I joined a young team of the PII project (Proximity to the Isolated Elderly) that regularly visits seniors who are living alone. The goal of this project is to ward off the loneliness of these people and improve their quality of life.
The people I’ve met have fantastic stories that I could listen to for hours.”
The Guardian article “Storms and solitude: the literature of lighthouses” summarizes the lore of lighthouses and their enigmatic keepers: “The solitary existence of a lighthouse keeper has long captured the imagination,” the article notes, whether as adventure fiction or psychological study. Concentrates on Robert Louis Stevenson, Virginia Wolff, M. L. Stedman, and the nonfiction account of W. J. Lewis. Includes a photo gallery of notable lighthouses titled “Seashaken Houses,the stark loneliness of lighthouses – in pictures.”
URL (photo gallery): https://www.theguardian.com/books/gallery/2018/oct/23/seashaken-houses-the-stark-loneliness-of-lighthouses-in-pictures
A lengthy article on the IrishCentral website titled “The American hermit who 50 years ago fled the US for a remote Irish location,” about 78-year old Dan Hummel, who left the United States to become a hermit in West Cork, Ireland, facing the Atlantic Ocean. Hummel is a Vietnam War veteran, who no longer wanted to live in his native country given the politics of the late 1960s. Though a Navy veteran reaching the rank of lieutenant, Hummel opposed the foreign policy and general materialistic culture of the United States. He lived in China and Japan, and eventually ended his travels in Ireland.

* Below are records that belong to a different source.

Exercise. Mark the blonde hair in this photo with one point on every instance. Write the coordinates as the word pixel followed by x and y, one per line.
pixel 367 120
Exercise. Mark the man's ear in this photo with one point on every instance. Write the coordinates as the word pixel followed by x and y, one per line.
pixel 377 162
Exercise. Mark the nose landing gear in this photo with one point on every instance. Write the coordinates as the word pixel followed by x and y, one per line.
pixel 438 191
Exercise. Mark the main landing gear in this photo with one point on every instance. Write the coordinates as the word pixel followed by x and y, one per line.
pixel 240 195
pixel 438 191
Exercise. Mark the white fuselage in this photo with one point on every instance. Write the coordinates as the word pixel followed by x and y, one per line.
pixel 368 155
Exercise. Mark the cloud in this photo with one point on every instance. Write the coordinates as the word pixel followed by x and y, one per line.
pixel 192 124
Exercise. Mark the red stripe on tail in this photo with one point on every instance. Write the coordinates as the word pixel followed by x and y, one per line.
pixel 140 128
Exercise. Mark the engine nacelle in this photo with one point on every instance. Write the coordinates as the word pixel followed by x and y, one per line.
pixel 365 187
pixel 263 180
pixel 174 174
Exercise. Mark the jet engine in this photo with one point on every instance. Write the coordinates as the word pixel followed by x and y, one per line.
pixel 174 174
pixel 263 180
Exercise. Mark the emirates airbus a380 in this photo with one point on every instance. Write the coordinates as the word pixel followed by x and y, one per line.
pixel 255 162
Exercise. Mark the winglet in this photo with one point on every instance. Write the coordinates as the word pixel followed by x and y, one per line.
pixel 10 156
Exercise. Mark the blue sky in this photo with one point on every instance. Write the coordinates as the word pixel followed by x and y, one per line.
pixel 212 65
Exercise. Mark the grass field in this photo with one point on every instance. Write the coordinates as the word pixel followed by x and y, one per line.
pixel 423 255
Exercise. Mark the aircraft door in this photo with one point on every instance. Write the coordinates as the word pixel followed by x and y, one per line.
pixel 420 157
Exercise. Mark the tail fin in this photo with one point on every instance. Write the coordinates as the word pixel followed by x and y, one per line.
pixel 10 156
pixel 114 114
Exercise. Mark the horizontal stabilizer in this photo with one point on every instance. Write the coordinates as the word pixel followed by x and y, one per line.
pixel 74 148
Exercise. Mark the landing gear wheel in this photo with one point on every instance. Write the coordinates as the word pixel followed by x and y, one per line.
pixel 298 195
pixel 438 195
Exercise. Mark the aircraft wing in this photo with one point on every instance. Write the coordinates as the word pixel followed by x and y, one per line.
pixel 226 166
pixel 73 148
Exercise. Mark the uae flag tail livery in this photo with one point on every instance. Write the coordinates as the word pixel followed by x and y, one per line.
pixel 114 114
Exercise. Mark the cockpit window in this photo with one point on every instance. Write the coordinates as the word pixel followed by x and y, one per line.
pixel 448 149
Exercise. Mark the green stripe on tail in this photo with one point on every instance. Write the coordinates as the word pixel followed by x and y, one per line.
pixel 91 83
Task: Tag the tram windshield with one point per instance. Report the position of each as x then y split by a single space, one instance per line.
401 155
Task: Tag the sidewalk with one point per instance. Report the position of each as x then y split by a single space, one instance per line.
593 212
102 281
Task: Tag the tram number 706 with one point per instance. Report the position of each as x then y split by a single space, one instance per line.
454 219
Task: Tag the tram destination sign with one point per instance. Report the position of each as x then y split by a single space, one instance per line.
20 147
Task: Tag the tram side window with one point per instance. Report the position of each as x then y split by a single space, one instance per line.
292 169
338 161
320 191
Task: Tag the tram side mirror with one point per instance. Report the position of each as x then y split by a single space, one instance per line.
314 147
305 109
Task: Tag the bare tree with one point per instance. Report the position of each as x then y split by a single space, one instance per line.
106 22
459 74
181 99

A preliminary study reported by the British Psychological Society Research Digest turns up a new angle on introversion and extroversion. Based on an extensive undergraduate survey, the study concludes that reported introverts were not necessarily content with periods of solitude, while extroverts could be. The explanation is based not on stereotyped personality but on a psychological factor called dispositional autonomy, derived from self-determination theory.
Simply put, people enjoy solitude who are “strong in this trait [dispositional autonomy because they] have alignment between their behaviour, values and interests,” are “resistant to pressure from others,” and “are interested in learning more about their personal experiences and emotions.” “High scorers in autonomy enjoyed solitude more than others and sought it out for its own sake,” concluded the researchers.
This makes sense. Historical hermits were autonomous in psychological and physical modes or dispositions. They resisted the pressure of those who disagreed with them but also those who imposed their authority. They were in philosophy and spirituality always seeking to make progress and to learn more about how they progressed and what worked or did not. Historical recluses were not hermits and generally feared encountering others and, for that matter, themselves. While the study is not peer-reviewed and still preliminary, the notion of dispositional autonomy and self-determination are valuable clues beyond the older personality theory.